Multi-dimensional, convex and differentiable function

Question

I want to test an optimization procedure for multi-dimensional, convex and differentiable functions. Could anyone refer me to some popular functions that fit these criterions?

Answer 1

Remember that a matrix $H\in\mathbb{R}^{n\times n}$ is positive semi-definite if $y^THy\geq 0$ for all $y\in\mathbb{R}^n$, and positive definite if and only if $y^THy>0$ for all nonzero $y$.

Now consider the function $g_{x,y}(t)=f(x+ty)$, where $f$ is a function on $\mathbb{R}^n$ and $x,y$ are fixed vectors.

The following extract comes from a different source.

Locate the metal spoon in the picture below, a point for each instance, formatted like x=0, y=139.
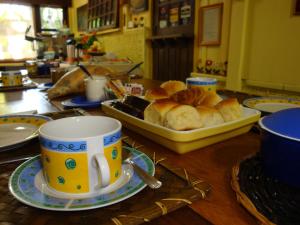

The derivatives at $t=0$ are $$g_{x,y}'(0) = y^T \nabla f(x), \qquad g_{x,y}''(0) = y^T \nabla^2 f(x) y$$ Of course if $g_{x,y}''(0)\geq 0$, then $g_{x,y}$ is convex at the origin. If $g_{x,y}''(0)\geq 0$ for all $y$, then $f$ is convex at $x$. Finally, if $g_{x,y}''(0)\geq 0$ for all $x,y$, then $f$ is convex.

These family of $g$'s can give one set of examples into the criteria you seek.